Mis à la porte de l’Aide sociale à l’enfance le 31 juillet dernier à tout juste 18 ans, Yacine pense au suicide. « J’ai pas de parents, pas d’argent. Aucune association, aucune mairie n’accepte de me domicilier. Comme je n’ai pas d’adresse, je ne peux pas aller à Pôle Emploi et le RSA, ce n’est pas avant 25 ans. Je vois les jeunes de mon âge qui rigolent, qui jouent au foot et moi je dors sur le trottoir, j’ai faim et j’en ai marre… Je commence à peine ma vie, mais j’ai juste envie qu’elle finisse. » Les autres essaient de le réconforter. « Allez, dis pas ça… Tu vas voir, ça va aller. » Mais à leurs mines, on voit combien ils sont inquiets.


Réactions

La politicisation de cette misère est indigne et ne sert que a montrer que le JSD, sensé d'être une journale locale, n'est rien d'autre que une instrument utilisé pour attaquer le gouvernement. vous devriez revoir votre copie. J'ai honte de notre JSD. Vous ferez mieux de reporter ce qui a etais fait (provision de quelques 10,000 places - meme si ce n'est pas assez, c'est bien plus que ce qui etais fait depuis plusieurs quinquennats. Donc votre titre "En dépit des engagements" n'est pas une info - c'est simplement de la propagande. Mais nous connaissons bien notre journal et nous avons l'habitude.

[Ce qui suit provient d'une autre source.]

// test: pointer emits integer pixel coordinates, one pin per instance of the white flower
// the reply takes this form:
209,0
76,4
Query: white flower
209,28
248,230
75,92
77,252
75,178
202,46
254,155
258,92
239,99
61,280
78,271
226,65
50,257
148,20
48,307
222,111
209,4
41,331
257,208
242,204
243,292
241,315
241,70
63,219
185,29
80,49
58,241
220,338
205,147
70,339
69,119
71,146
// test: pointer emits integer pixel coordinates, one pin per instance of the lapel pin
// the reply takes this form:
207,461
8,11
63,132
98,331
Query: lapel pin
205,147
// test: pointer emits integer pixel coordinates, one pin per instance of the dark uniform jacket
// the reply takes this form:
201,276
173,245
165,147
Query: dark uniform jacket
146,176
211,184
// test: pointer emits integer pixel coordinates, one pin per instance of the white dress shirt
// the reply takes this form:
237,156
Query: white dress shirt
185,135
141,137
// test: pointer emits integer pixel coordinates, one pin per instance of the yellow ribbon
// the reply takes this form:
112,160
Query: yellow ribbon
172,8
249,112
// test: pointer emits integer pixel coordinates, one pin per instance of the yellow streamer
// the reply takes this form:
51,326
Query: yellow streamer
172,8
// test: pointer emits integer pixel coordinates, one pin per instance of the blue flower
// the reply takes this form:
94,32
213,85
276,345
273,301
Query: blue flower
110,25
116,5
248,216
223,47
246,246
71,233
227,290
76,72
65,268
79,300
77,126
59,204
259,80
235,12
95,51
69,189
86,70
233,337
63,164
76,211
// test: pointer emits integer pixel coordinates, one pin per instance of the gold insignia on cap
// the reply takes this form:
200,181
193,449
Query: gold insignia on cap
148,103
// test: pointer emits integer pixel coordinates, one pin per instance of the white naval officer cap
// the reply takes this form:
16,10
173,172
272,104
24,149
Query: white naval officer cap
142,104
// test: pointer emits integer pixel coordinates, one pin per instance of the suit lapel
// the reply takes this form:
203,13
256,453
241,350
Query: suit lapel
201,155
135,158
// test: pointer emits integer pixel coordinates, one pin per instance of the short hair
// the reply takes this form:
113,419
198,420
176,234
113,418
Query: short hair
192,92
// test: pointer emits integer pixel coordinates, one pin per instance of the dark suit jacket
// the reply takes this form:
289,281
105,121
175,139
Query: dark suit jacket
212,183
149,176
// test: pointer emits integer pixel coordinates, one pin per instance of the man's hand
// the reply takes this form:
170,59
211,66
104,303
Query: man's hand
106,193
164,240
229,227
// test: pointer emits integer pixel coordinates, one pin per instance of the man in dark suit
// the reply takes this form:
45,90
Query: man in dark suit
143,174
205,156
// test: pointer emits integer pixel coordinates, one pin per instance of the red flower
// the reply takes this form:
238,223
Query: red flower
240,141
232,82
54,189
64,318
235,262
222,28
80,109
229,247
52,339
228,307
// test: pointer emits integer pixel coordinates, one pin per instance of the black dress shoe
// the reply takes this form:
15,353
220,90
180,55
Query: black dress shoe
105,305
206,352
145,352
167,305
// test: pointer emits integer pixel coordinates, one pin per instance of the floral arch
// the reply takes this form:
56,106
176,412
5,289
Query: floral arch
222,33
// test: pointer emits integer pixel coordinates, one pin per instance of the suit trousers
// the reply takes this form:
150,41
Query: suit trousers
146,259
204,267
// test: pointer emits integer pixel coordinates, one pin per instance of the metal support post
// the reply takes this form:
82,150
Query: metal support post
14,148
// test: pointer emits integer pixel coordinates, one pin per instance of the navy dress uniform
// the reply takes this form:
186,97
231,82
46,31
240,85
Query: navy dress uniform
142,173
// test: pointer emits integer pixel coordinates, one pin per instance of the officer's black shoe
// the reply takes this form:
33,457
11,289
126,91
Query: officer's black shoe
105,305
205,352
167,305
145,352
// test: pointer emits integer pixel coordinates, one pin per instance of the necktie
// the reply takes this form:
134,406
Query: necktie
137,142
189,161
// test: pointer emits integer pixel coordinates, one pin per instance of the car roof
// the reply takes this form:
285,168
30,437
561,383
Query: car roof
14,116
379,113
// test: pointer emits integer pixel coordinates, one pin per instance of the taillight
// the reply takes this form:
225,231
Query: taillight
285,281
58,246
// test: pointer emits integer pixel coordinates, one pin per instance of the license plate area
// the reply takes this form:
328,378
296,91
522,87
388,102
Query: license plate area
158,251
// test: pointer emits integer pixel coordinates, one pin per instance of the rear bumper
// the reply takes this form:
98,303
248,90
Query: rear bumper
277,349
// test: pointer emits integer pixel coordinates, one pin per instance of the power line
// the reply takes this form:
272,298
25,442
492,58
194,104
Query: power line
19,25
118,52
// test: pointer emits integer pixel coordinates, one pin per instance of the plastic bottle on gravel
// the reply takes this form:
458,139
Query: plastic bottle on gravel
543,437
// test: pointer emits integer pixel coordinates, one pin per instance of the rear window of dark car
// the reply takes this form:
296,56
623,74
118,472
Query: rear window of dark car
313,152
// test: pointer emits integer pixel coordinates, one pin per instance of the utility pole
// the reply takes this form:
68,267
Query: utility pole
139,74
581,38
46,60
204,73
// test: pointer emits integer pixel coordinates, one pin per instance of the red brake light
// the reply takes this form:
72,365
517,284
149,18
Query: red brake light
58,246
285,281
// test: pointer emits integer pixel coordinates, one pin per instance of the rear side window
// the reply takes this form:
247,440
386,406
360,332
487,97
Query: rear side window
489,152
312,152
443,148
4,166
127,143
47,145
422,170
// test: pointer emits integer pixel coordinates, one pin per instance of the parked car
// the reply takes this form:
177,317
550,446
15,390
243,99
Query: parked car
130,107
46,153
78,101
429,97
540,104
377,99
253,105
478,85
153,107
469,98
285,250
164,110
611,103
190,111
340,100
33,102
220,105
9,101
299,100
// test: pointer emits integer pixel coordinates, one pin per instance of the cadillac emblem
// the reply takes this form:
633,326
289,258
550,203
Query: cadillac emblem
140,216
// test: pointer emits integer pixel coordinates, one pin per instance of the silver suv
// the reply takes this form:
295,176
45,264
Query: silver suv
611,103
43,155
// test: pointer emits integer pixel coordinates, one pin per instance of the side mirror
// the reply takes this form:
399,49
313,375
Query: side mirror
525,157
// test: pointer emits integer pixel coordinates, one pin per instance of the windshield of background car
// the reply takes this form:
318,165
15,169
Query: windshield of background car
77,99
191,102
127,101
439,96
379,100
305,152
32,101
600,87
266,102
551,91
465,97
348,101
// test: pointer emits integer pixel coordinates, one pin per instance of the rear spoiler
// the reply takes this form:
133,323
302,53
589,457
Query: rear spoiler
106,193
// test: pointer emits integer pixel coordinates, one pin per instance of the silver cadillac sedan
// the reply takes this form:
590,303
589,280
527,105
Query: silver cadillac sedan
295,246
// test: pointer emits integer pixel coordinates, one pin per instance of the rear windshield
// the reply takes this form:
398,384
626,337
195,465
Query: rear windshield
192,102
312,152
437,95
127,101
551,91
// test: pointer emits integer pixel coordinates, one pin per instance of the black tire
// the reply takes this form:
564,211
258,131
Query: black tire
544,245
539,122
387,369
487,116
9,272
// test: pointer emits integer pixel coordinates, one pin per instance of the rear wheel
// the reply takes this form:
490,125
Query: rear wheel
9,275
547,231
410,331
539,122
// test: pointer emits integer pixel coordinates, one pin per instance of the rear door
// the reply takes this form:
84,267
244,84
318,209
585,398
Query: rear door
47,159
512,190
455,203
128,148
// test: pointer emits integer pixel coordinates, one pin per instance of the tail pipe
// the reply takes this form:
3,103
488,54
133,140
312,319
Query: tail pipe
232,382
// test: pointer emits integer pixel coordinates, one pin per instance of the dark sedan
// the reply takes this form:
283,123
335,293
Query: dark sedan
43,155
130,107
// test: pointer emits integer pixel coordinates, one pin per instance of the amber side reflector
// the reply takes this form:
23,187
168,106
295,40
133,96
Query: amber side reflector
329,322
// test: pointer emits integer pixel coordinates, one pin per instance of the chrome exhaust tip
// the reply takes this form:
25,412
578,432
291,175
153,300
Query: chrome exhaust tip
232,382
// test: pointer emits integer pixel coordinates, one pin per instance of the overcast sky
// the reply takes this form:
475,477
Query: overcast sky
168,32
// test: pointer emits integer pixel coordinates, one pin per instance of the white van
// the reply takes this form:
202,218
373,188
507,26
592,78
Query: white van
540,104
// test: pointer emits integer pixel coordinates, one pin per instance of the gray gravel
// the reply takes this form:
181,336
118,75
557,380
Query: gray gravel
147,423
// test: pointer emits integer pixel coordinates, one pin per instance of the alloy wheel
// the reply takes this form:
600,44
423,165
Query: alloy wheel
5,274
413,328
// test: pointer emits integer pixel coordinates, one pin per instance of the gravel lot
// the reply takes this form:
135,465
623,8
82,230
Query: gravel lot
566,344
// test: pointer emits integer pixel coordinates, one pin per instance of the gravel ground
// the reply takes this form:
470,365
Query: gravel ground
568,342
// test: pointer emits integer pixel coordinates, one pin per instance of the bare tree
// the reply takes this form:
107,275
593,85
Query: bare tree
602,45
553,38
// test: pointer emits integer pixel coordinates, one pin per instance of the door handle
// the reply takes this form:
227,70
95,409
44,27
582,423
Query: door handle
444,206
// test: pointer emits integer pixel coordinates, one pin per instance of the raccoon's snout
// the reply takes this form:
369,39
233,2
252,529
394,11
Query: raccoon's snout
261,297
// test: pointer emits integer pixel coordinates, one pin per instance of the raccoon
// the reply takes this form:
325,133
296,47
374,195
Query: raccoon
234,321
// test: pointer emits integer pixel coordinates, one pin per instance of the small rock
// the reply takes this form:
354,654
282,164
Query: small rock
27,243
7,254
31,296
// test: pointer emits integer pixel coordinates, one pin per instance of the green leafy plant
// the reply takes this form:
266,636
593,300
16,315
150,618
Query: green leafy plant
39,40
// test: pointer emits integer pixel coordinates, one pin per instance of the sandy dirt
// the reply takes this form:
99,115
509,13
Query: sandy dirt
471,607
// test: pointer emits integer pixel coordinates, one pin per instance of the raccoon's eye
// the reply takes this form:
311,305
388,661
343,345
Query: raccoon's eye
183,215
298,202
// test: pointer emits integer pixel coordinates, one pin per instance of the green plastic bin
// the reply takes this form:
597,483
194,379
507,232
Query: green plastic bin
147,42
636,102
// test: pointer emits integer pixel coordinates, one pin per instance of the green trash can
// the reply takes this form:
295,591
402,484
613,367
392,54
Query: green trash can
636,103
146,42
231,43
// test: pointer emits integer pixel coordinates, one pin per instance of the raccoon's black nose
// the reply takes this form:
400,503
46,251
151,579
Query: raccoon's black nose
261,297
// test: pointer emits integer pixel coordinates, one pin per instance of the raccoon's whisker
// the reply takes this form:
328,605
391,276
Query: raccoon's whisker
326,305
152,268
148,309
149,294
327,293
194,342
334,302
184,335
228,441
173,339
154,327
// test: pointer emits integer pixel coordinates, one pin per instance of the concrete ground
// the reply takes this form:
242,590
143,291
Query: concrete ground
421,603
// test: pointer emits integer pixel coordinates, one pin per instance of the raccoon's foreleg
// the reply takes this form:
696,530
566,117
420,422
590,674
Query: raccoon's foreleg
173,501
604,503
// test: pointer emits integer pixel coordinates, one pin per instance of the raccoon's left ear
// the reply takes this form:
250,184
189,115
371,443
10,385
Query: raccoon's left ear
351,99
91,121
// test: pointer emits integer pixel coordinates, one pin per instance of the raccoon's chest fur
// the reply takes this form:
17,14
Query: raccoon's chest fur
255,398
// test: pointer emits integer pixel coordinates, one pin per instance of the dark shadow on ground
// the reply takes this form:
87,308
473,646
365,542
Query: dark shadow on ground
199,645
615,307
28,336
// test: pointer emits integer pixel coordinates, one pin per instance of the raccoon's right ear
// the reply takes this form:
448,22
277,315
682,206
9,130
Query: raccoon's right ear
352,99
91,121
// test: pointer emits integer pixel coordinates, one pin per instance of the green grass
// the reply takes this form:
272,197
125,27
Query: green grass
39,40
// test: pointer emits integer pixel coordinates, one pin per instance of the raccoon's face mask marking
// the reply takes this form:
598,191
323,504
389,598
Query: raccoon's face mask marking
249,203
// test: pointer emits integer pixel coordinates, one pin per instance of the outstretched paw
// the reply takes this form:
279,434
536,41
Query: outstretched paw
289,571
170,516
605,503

Les maires d’Île-de-France sont responsables de la rareté des logements de leur cherté donc de l'augmentation du nombre de sans-abris. Depuis quarante ans les maires franciliens consacrent en priorité leurs terrains disponibles à l'immobilier de bureaux. Cela augmente le coût de la construction de logements. Les maires de droite comme de gauche ont peur de l'arrivée de nouveaux habitants sur leur territoire, ils craignent la modification du corps électoral et de perdre les élections suivantes. Voilà pourquoi ils privilégient l'immobilier de bureaux. Depuis 1990 à Saint-Denis des centaines d'hectares ont été attribués à la construction de bureaux au lieu d'être réservés à la construction de logements. Cela participe à la création d'une bulle immobilière dont tous les citoyens souffrent locataires comme propriétaires. Par leur malthusianisme les maires sont en partie responsables du développement de la pauvreté dans notre pays.